Bacon is email you kinda sorta want. At least you thought you wanted it once upon a time, and maybe you still do. Perhaps you signed up for an electronic newsletter from your favorite musical act, or political cause, or health and wellness blog, or the latest social media site. Electronic alerts and notifications of all sorts can be classified as bacon.
It’s not spam, not quite. After all, you asked for it.
It’s bacon. It’s been a round for quite some time, but the term “bacon” originated a few years ago, at Podcamp Pittsburgh in 2007. NPR covered the story then, including speculation that “it won’t sizzle for long.” Au contraire, mon frere! Check out this Mashable article from March, 2011, and be sure to pay special attention to the accompanying infographic.
The trend has only gotten stronger since then. There’s more bacon flying around than ever before. More and more people are putting content out there on the net. More and more people are discovering email messages are a cheap way to reach an audience. The number of electronic newsletters and semi-automated messages is ballooning. The competition for your attention is increasing.
Spam filters have become pretty effective. You may not even be aware of how much spam they catch. Personally, I couldn’t operate without spam filters.
Bacon is insidious because, unlike spam, you may actually feel a desire, a compulsion, even an obligation to read these messages.
Nevertheless, the amount of bacon you’re getting can gradually increase until it’s just as overwhelming as unfiltered spam.
At some point, you may need to ask yourself if all this bacon is becoming a problem. Is it distracting you from other tasks? How much time in each day is getting tangled up in bacon?
I recently took stock of my personal and professional email situation. I discovered I was getting about twenty bacon messages per day. I decided to take action.
With any given source — let’s call it a baconstream — there are two options available. You can create filters so that you keep receiving the bacon but file it away for future reference. That way you don’t see it right now, and it doesn’t distract you. You’ll read it later, on your own terms, when you get around to it.
The other option is what we might call the nuclear option: unsubscribing.

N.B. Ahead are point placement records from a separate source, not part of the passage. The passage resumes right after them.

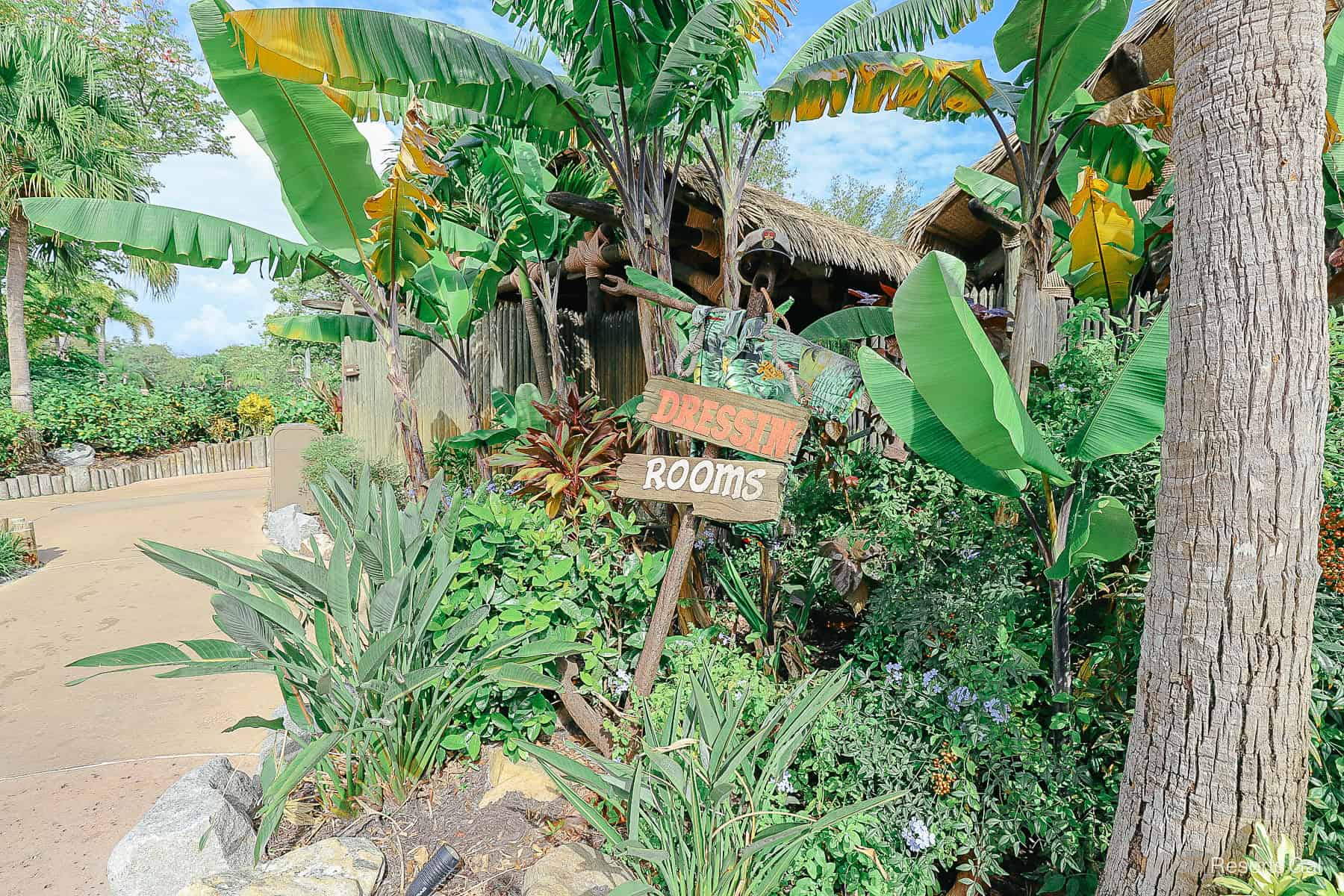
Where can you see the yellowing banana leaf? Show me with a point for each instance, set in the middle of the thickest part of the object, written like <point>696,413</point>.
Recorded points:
<point>1149,107</point>
<point>1335,94</point>
<point>851,323</point>
<point>320,159</point>
<point>171,235</point>
<point>402,226</point>
<point>959,374</point>
<point>878,81</point>
<point>1130,414</point>
<point>359,50</point>
<point>1107,242</point>
<point>1104,531</point>
<point>329,328</point>
<point>910,417</point>
<point>1070,40</point>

Many people do not unsubscribe because they think it will take too much time or too much effort.
I took some time on a recent Friday afternoon to try it myself. I let the bacon pile up for a day, then I went on an unsub spree. I simply looked for an unsubscribe link at the bottom of each message.

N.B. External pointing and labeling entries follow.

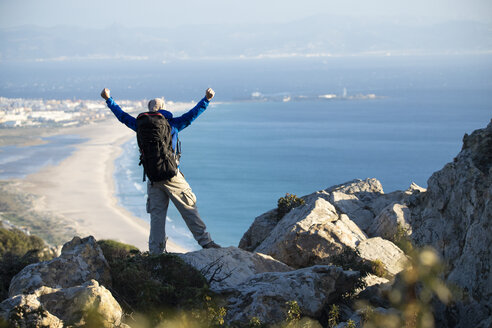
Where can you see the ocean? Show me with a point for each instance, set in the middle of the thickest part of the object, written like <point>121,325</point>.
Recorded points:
<point>274,129</point>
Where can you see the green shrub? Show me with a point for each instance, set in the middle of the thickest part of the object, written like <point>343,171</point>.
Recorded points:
<point>377,268</point>
<point>17,250</point>
<point>402,240</point>
<point>412,294</point>
<point>114,250</point>
<point>161,289</point>
<point>18,243</point>
<point>333,316</point>
<point>286,203</point>
<point>293,311</point>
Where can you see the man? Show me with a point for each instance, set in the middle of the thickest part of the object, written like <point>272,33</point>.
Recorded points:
<point>175,188</point>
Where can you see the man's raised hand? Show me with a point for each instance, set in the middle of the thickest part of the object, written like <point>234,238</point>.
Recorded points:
<point>105,93</point>
<point>210,93</point>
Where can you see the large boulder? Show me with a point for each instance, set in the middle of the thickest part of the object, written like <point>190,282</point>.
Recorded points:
<point>88,304</point>
<point>329,221</point>
<point>392,218</point>
<point>226,268</point>
<point>265,295</point>
<point>259,230</point>
<point>455,216</point>
<point>311,234</point>
<point>378,249</point>
<point>80,260</point>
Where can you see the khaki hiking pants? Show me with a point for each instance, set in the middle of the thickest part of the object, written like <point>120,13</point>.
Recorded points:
<point>179,191</point>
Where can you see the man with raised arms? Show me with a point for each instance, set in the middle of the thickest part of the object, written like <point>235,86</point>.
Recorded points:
<point>175,188</point>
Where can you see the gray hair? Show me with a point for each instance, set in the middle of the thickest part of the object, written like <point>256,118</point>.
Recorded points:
<point>156,104</point>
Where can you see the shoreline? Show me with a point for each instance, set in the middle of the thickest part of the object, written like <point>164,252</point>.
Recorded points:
<point>81,187</point>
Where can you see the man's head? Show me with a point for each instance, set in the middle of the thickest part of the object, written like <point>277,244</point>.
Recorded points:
<point>156,104</point>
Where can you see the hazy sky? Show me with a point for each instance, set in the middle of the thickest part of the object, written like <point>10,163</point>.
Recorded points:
<point>100,13</point>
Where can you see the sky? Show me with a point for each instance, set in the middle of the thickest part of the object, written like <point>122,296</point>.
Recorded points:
<point>153,13</point>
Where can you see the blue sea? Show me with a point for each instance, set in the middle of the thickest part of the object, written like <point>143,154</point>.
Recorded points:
<point>241,155</point>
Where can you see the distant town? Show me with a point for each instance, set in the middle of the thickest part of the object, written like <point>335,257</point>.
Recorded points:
<point>17,112</point>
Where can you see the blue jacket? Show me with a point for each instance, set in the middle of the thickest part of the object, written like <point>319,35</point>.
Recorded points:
<point>177,123</point>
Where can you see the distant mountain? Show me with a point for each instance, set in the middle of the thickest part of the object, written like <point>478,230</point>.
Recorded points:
<point>314,36</point>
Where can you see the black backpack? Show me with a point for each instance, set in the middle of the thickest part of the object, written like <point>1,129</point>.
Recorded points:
<point>154,139</point>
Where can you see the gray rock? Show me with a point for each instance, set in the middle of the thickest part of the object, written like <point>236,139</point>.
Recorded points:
<point>330,221</point>
<point>259,230</point>
<point>26,311</point>
<point>454,216</point>
<point>311,234</point>
<point>393,217</point>
<point>80,260</point>
<point>74,306</point>
<point>228,267</point>
<point>265,295</point>
<point>377,248</point>
<point>353,199</point>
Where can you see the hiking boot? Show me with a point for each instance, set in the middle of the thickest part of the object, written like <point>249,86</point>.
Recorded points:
<point>211,244</point>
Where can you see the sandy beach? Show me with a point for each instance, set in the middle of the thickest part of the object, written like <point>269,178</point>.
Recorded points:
<point>81,188</point>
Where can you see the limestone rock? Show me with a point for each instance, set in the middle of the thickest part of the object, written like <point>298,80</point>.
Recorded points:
<point>231,266</point>
<point>377,248</point>
<point>329,221</point>
<point>48,307</point>
<point>387,223</point>
<point>259,230</point>
<point>80,261</point>
<point>352,199</point>
<point>79,304</point>
<point>311,234</point>
<point>265,295</point>
<point>455,216</point>
<point>26,311</point>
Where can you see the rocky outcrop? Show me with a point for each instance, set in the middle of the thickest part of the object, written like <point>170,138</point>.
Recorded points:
<point>65,291</point>
<point>455,217</point>
<point>265,295</point>
<point>77,306</point>
<point>392,258</point>
<point>80,260</point>
<point>226,268</point>
<point>323,227</point>
<point>393,217</point>
<point>259,230</point>
<point>311,234</point>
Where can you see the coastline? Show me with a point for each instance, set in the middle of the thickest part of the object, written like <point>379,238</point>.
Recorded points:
<point>81,188</point>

It took me 21 minutes to unsubscribe from 18 baconstreams. That averages just over one minute per unsubscription effort. So yes, it does take a little time. But now that a couple weeks have passed, I can report that it was time well spent. My inbox is less clogged than before.
Email programs are offering new tools to help you manage your bacon. For example, this summer Gmail has been rolling out a new tabbed inbox which automatically classifies your mail into categories such as Promotions, Social and Updates.
These tools are pretty handy. Though users have pushed back, and marketers are panicking, some experts believe it’s a helpful innovation. By separating messages into defined categories, cognitive overload may be reduced.
In the final analysis, though, it’s up to each individual user to decide just how much bacon they want in their lives, to decide what’s truly useful and what’s a distraction. My recommendation: Develop your own personal policy and enforce it through judicious unsubscription.
It’s working for me.
Note: Some services allow more sophisticated tools for managing your bacon; you might be able to tweak some settings and turn a daily notification into a weekly, for instance. But in most cases, it’s all or nothing.